Editor’s Note: Expands with details from Q3 earnings report
Autonomous truck software maker TuSimple Holdings has surpassed 160,000 robot-driven miles for UPS and is expanding its autonomous freight network to move loads from Arizona and Texas to UPS air freight terminals in Orlando, Florida, and Charlotte, North Carolina.
“The paid freight part is good, and we like to get paid for our work,” TuSimple CEO and President Cheng Lu told FreightWaves. “At the end of the day, the revenue we have with UPS relative to UPS and the overall industry is tiny.

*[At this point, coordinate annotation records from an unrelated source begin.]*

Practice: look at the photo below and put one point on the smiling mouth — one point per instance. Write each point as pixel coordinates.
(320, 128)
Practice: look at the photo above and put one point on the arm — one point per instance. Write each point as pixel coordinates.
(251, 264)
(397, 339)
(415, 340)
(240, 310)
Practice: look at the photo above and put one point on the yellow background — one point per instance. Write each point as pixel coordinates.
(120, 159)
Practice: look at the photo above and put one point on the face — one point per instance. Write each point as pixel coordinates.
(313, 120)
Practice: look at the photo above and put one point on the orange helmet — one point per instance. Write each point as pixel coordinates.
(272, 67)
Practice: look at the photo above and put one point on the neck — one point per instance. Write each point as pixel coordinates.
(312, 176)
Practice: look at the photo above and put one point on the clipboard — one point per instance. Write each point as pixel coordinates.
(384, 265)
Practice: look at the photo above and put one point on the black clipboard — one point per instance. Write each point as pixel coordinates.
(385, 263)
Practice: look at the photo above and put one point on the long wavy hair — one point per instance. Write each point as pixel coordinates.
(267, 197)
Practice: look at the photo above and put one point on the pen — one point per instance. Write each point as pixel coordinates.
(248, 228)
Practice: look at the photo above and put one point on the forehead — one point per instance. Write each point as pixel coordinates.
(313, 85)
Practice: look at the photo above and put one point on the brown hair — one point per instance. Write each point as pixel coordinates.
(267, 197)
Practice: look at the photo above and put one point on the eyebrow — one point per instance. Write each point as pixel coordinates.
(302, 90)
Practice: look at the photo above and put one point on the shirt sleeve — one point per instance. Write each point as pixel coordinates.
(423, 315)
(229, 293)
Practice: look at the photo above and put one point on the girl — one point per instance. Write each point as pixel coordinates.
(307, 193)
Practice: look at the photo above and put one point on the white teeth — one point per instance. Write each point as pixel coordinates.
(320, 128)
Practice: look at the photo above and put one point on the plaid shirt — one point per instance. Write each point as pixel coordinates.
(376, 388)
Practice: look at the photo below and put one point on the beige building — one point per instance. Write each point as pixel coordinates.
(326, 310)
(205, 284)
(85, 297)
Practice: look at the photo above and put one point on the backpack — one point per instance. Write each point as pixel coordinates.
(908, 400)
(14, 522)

It’s almost laughable really, given how much they bill every year.
“But being able to map the routes, have autonomous operations away from Tucson and Dallas is an indication of our operational maturity,” he said.
TuSimple (NASDAQ: TSP), the first autonomous trucking company to go public in April, has worked with UPS (NYSE: UPS) for 2½ years, running human-driver-supervised revenue-generating routes in the Southwest.
The company posted Q3 revenue of $1.8 million, beating analysts’ estimates of $1.65 million. It has 58 trucks with more on order.
“The ability to recruit new drivers and acquire new trucks for our fleet continues to be our most significant source of headwinds to revenue growth, but we have been able to navigate this environment and are on track to achieve our full-year revenue guidance of $5 million to $7 million,” TuSimple said in its earnings report.
Revenue miles traveled totaled 945,000 in the quarter compared to about 379,000 a year ago. Quarter-over-quarter, revenue miles rose 7%.
TuSimple lost 54 cents per share compared to an expected loss of 49 cents.
Double-digit fuel savings
The robot-driven routes from Phoenix to Tucson, Arizona, and Dallas show a 13% improvement in fuel efficiency, TuSimple said in its Q3 shareholder letter Wednesday.
Fuel accounts for 25% to 30% of the cost of operating a truck, second to driver pay and benefits.
“Everyone likes to make big claims on fuel savings, but has there been anyone with 160,000 miles of third-party-validated empirical data that has shown a 13% fuel efficiency?” Lu asked.
TuSimple trucks travel on interstates between 55 and 68 mph, the top speed UPS allows.
With the price of oil rising from a pandemic low of $30 a barrel a year ago to $80 a barrel currently, Lu said fuel savings alone make a compelling case for autonomous trucking.
“The fuel surcharge is getting more and more expensive,” he said. “A double-digit savings on fuel alone translates to billions of savings for the entire industry.”
Expanding its network
TuSimple will map routes for UPS — and eventually other shippers — from Arizona to Florida by the end of the year.
“We’re leveraging that to expand our network,” Lu said. “Given that it’s the same highway for everybody, that allows more scalability in our network. We could work with additional partners in the future, and some of that lane work has already been put in place.”
Lu said partnership announcements from his company and other startups benefit autonomous trucking as a whole, but follow-through is what really matters.
“The 160,000 miles, as far as we know, is orders of magnitude greater than any other collaboration in this industry,” Lu said. “And going deep is important for really bringing this technology to the market.”
TuSimple competitors are in various stages of testing their trucks toward the goal of removing the human driver as soon as 2023. Some of TuSimple’s competitors generate freight revenue but have not discussed specifics.
TuSimple itself has not disclosed all its freight customers but two that have been named, U.S. Xpress and Werner Enterprises, also invested in TuSimple.
“Early adopters and forward thinkers are good for the whole industry, whether working with us or somebody else,” Lu said. “It’s not meant to be exclusive because exclusivity is not a good thing.”